Mediterranean Eggplant and Quinoa Salad
Eggplant, onion, zucchini and tomatoes from Farmhouse and then a great punch from the lemon dressing and an herby freshness from the parsley and mint make this my kind of summer meal. My sweet sister helped me find a recipe to use up my eggplant without feeling like I was eating eggplant. I used her suggestions of using quinoa instead of barley, and adding in a can of chickpeas and crumbled feta. This has made a terrific lunch the past couple days.

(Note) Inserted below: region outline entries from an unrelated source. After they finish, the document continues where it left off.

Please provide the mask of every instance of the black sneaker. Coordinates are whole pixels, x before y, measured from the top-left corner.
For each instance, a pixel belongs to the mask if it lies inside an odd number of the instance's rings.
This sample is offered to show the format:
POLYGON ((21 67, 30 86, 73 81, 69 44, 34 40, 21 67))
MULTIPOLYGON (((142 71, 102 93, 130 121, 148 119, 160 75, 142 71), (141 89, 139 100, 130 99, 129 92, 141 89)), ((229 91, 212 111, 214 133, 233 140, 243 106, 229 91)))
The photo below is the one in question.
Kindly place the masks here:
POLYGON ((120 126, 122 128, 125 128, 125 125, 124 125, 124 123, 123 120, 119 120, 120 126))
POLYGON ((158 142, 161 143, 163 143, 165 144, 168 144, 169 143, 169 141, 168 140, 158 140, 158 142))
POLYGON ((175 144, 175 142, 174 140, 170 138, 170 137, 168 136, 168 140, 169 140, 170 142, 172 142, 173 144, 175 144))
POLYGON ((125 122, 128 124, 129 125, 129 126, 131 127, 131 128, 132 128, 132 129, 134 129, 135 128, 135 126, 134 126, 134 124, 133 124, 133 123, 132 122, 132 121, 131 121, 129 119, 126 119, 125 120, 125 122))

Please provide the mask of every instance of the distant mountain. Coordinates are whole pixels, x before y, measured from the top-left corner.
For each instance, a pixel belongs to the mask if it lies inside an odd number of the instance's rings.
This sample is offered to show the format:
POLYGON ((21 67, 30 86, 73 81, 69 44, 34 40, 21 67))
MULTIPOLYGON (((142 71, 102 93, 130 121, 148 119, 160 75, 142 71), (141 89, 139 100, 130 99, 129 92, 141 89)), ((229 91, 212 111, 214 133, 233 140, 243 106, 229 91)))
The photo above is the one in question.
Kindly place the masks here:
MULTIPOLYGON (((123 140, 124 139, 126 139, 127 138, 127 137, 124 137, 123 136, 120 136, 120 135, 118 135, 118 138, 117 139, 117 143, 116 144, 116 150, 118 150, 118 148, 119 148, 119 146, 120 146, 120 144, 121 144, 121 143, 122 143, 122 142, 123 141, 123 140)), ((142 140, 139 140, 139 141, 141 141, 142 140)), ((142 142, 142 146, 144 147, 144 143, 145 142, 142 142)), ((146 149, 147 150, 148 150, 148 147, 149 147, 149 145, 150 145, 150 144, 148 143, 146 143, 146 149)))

From Sarah, Adapted from Smitten Kitchen
- 2 small to medium eggplants, peeled and cut into 1/2 inch cubes
- 2-3 zucchini, cut into 1/2-inch cubes
- 1/2 onion, halved then sliced
- 10 tablespoons extra-virgin olive oil
- 1 teaspoon salt
- 1 teaspoon black pepper
- 1 cup chopped scallion (from 1 bunch)
- 1 1/2 teaspoons ground cumin
- 1/2 teaspoon ground coriander
- 1 1/2 cups quinoa
- 1 garlic clove, minced
- 3 cups reduced sodium chicken or vegetable broth
- 2 tablespoons fresh lemon juice
- 1/4 teaspoon sugar
- 1/2 lb cherry tomatoes, quartered
- 1 can chick peas, drained and rinsed
- 1/3 cup Kalamata or other brine-cured black olives, pitted and halved
- 1 cup chopped fresh flat-leaf parsley
- 1/2 cup chopped fresh mint
- 4-6 ounces crumbled feta
- Roast eggplant and zucchini: Put oven racks in upper and lower thirds of oven and preheat oven to 425°F. Toss eggplant and zucchini and onion with 5 tablespoons oil, 3/4 teaspoon salt, and 3/4 teaspoon pepper in a bowl, then spread in 2 oiled large shallow (1-inch-deep) baking pans. Roast vegetables in oven, stirring occasionally and switching position of pans halfway through baking, until vegetables are golden brown and tender, 20 to 25 minutes total. Combine vegetables in 1 pan and cool.
- Cook Quinoa: Heat 2 tablespoons oil in a 3- to 4-quart heavy pot over moderately high heat until hot but not smoking, then cook scallion, cumin and coriander, stirring, until fragrant, about 1 minute. Add quinoa and cook, stirring until well coated with oil, 2 minutes more. Add broth and bring to a boil. Reduce heat and simmer, covered, until all of liquid is absorbed and barley is tender, 20-25 minutes. Remove from heat and let stand, covered, 5 minutes. Transfer to reserved shallow baking pan and spread to quickly cool, uncovered, to room temperature, about 20 minutes.
- Make dressing and assemble salad: Whisk together lemon juice, sugar, and remaining 1/4 teaspoon salt, 1/4 teaspoon pepper, and 2-3 tablespoons oil in a large bowl. Add quinoa, roasted vegetables, and remaining ingredients to bowl with dressing and toss until combined well.